Già nel 2022, Elon Musk aveva imposto ai dipendenti di Tesla di tornare in ufficio, minacciando licenziamenti per chi non si fosse adeguato. Anche Google ha adottato una politica simile, richiedendo ai propri dipendenti di essere in ufficio almeno tre giorni a settimana.
Ma è un'indagine di Resume Builder del 2023 a fornire un quadro più dettagliato: ben il 90% delle aziende statunitensi prevede di tornare al lavoro in presenza entro la fine del 2024. Tra gli intervistati, anche persone che hanno già sperimentato il “return to office”. I dati raccolti da questi ultimi sembrano sostenere la tesi di Jassy.
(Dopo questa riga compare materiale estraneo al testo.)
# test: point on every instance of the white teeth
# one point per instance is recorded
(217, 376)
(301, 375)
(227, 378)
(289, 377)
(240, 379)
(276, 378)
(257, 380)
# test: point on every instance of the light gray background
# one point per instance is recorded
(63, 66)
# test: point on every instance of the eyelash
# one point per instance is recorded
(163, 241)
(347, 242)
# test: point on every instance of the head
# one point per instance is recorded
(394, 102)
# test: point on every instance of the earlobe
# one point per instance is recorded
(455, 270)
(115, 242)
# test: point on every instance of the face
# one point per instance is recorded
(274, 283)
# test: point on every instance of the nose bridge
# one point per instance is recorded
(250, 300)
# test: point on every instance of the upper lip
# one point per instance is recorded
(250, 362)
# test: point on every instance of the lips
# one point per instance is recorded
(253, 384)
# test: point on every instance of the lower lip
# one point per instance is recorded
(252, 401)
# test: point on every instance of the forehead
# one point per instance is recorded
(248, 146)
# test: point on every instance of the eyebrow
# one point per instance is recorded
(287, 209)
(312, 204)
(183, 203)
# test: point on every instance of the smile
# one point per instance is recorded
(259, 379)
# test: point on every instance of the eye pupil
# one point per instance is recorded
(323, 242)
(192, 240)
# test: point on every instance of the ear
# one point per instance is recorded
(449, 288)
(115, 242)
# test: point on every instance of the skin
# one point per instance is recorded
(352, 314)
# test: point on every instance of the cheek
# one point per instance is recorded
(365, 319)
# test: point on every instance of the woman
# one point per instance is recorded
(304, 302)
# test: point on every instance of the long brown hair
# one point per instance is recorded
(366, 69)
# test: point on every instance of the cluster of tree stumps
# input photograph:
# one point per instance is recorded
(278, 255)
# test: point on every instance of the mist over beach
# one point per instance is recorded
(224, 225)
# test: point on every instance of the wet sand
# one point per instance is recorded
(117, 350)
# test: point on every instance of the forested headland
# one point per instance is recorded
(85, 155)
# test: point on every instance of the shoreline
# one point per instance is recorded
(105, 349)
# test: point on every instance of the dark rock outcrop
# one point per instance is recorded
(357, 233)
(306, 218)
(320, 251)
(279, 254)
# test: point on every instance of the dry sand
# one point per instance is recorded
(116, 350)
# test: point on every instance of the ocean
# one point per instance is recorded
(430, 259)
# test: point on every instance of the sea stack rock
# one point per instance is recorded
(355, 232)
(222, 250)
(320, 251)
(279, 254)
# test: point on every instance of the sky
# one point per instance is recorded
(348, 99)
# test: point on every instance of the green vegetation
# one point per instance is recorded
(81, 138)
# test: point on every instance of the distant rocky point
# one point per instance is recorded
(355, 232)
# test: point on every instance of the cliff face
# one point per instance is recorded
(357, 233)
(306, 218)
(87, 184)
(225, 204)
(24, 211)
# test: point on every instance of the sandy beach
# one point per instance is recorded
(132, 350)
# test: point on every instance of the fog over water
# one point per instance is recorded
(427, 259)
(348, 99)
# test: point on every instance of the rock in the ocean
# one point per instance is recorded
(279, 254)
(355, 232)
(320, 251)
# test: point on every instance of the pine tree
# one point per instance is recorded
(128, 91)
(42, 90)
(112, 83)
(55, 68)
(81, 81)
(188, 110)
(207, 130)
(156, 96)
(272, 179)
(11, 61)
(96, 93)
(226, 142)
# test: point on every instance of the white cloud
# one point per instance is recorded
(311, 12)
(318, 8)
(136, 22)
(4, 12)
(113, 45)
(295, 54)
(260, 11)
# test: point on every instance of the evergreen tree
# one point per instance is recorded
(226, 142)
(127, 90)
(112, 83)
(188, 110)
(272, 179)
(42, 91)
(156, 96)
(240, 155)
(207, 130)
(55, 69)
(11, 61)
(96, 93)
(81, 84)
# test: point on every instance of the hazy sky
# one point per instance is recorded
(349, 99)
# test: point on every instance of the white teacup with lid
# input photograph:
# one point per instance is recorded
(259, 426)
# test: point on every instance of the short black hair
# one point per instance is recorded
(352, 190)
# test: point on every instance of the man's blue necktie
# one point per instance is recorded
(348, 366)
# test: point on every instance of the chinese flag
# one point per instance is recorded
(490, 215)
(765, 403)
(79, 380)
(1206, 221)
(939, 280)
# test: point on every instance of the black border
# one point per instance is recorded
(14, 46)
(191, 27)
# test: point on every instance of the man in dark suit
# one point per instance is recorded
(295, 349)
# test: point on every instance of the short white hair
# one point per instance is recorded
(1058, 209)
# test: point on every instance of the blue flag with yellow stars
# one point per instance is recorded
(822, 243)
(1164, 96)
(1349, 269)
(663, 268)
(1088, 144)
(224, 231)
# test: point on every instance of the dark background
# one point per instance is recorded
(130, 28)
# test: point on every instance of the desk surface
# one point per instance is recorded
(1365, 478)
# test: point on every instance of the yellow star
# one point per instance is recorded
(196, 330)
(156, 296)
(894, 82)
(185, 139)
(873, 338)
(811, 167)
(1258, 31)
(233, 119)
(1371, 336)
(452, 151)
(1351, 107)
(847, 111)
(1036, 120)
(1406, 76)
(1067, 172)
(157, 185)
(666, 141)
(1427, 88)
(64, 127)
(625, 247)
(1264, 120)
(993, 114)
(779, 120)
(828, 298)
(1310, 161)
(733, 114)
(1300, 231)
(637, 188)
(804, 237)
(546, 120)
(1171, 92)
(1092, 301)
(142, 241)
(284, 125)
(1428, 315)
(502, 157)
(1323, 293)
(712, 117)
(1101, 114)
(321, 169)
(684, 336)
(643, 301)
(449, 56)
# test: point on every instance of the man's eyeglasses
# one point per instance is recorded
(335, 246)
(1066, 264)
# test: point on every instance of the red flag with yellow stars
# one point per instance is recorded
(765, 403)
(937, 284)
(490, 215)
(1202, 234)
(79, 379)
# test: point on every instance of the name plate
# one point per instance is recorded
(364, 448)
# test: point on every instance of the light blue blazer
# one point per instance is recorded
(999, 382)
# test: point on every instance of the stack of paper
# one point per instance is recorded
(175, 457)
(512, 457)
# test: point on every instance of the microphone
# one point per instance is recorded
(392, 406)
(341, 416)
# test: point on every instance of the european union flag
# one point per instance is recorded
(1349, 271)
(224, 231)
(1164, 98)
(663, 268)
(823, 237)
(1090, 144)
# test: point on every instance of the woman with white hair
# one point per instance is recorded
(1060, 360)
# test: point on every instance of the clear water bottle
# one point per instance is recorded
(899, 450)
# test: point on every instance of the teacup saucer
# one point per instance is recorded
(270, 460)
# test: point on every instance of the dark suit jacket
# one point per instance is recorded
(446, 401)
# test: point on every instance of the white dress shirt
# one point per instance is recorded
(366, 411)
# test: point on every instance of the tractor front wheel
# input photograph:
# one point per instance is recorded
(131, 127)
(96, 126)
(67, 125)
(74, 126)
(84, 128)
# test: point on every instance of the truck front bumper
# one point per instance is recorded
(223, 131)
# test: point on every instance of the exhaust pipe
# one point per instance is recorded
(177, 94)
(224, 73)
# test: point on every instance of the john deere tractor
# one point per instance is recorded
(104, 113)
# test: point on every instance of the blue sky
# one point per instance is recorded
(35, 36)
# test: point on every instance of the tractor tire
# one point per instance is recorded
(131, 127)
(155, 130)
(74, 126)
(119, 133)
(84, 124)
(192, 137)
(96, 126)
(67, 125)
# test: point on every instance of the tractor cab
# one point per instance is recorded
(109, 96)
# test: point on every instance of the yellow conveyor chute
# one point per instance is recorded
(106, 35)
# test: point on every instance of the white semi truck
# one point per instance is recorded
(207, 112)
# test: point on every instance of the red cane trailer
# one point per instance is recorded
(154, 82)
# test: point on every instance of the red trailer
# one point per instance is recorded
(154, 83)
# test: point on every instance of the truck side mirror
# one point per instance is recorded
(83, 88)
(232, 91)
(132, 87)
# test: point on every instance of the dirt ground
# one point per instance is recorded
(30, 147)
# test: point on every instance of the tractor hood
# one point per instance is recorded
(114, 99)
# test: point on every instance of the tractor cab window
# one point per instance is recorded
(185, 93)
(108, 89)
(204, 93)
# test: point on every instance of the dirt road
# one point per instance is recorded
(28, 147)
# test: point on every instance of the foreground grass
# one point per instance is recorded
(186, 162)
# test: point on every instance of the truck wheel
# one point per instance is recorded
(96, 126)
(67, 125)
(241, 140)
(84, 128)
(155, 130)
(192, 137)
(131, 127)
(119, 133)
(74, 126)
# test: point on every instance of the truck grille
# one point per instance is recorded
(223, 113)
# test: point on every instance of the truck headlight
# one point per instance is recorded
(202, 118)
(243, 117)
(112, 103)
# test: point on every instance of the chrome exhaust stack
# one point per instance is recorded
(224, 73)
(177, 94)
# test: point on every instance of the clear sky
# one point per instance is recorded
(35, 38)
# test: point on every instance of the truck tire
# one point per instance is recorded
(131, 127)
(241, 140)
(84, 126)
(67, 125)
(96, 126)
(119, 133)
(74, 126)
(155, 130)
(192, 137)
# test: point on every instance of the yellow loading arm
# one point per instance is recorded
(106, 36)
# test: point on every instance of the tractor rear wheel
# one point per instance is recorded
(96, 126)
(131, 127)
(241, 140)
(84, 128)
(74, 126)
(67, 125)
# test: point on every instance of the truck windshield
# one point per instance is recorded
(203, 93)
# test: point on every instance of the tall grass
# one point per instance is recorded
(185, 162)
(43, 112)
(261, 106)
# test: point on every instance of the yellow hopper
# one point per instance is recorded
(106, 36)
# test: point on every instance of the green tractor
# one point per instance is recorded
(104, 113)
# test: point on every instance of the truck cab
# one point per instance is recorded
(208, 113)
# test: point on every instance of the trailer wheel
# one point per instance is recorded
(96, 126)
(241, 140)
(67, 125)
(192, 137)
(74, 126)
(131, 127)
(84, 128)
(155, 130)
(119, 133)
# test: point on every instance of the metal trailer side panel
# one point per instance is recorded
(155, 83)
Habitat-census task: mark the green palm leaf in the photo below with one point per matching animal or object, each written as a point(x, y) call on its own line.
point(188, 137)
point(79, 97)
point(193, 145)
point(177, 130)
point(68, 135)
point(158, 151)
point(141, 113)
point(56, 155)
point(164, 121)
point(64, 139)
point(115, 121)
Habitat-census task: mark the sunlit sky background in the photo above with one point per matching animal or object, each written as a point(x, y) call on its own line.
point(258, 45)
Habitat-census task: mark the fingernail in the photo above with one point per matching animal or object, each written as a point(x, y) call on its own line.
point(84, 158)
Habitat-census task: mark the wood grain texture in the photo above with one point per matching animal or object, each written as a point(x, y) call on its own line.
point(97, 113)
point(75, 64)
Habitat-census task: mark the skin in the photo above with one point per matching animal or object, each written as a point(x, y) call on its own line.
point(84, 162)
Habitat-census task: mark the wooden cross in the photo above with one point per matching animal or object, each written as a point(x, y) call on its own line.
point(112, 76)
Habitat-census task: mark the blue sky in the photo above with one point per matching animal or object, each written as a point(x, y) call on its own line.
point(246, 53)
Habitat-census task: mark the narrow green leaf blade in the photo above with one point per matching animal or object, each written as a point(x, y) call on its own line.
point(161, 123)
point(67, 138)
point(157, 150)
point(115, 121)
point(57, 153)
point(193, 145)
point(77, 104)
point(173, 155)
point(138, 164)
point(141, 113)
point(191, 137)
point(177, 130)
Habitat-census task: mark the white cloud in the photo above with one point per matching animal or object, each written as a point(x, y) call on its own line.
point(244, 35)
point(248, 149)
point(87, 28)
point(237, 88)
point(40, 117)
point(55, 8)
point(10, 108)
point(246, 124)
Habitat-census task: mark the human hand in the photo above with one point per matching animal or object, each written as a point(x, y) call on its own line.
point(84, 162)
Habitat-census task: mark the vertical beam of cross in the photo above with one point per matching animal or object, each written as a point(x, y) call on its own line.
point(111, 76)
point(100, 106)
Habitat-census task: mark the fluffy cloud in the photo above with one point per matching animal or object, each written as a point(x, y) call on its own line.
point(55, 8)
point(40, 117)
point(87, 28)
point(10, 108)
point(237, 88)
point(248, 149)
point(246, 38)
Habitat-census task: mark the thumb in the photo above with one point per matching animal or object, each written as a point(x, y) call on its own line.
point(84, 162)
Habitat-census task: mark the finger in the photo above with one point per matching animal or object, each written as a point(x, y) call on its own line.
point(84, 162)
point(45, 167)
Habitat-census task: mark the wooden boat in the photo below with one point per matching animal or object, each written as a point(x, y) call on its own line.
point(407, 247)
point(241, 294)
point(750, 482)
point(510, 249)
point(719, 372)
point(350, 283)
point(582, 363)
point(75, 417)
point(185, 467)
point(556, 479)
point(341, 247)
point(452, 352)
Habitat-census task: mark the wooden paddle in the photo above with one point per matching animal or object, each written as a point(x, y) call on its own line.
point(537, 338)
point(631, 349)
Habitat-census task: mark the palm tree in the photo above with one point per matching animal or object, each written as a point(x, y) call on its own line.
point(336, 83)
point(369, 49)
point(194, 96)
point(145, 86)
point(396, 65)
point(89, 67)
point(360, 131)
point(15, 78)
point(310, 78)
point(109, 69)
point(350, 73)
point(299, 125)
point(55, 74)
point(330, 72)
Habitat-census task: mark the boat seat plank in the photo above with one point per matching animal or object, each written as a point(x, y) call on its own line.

Tornare in ufficio ha infatti migliorato:

  • La produttività: lo dichiara l’81% degli intervistati;
  • La relazione con i colleghi (79%);
  • La cultura aziendale (75%);
  • I ricavi (72%);
  • La talent retention (63%).
     

Le ragioni del ritorno in ufficio

È evidente quindi che le motivazioni dietro la scelta di far tornare i dipendenti in sede siano molteplici:

  1. Collaborazione e innovazione: molte aziende ritengono che l'interazione vis à vis favorisca lo scambio di idee e l'innovazione;
  2. Cultura aziendale: la presenza fisica aiuta a mantenere e rafforzare i valori e l'identità dell'azienda;
  3. Produttività: alcuni studi, inclusa l’indagine di Resume Builder, suggeriscono che il lavoro in ufficio possa aumentare l'efficienza, soprattutto per progetti complessi;
  4. Formazione: l'apprendimento sul campo e il mentoring sono facilitati dalla presenza fisica.
     

Il fronte dello smart working: chi resiste e perché

Nonostante la tendenza al ritorno in ufficio, molte aziende continuano tuttavia a sostenere lo smart working o modelli ibridi. Airbnb, ad esempio, ha annunciato nel 2022 che i suoi dipendenti potranno lavorare da qualsiasi parte del mondo per periodi fino a 90 giorni all'anno. Anche X mantiene una politica di lavoro remoto flessibile.
Un sondaggio di Gallup del 2024 svolto su un campione di lavoratori negli USA ha rivelato che 6 persone su 10 preferiscono la modalità di lavoro ibrida, mentre solo il 7% opterebbe per un lavoro in presenza full-time nel corso del prossimo anno. Per di più il 64% dei lavoratori attualmente impiegati full-remote (ovvero da remoto il 100% del tempo) afferma che cercherebbe altre opportunità professionali nel caso in cui la propria azienda dovesse introdurre una policy di lavoro esclusivamente in presenza. Stando a questi dati, una scelta come quella di Amazon potrebbe dunque avere importanti ripercussioni sulla talent retention nel breve e medio termine.
 

Il modello ibrido: la via di mezzo

Molte aziende stanno quindi adottando un approccio ibrido, cercando di combinare i vantaggi del lavoro in presenza con quelli dello smart working. Microsoft, ad esempio, ha implementato un modello che prevede una presenza in ufficio il 50% del tempo. Guardando al mondo legale, sono molti gli studi – per lo più di medie dimensioni – che conservano una politica di lavoro “agile”, con giorni in presenza e giorni a casa. Non sono però disponibili dati precisi sulla diffusione del fenomeno.
 

Conclusioni: verso un futuro flessibile

Il dibattito tra smart working e lavoro in presenza non ha una risposta univoca. Ciò che emerge è la necessità di un approccio flessibile, adattato alle esigenze specifiche di ogni azienda e settore. È forse questa la ragione per lo scalpore sollevato dal caso Amazon: a una lettura superficiale, l’azienda di Jassy sembrerebbe tornare a un modello rigido e apparentemente anacronistico, pur conservando margini di flessibilità. In ogni caso, che si tratti di smart working o di lavoro in presenza, l'obiettivo finale rimane lo stesso: creare un ambiente lavorativo che favorisca produttività, innovazione e soddisfazione dei dipendenti.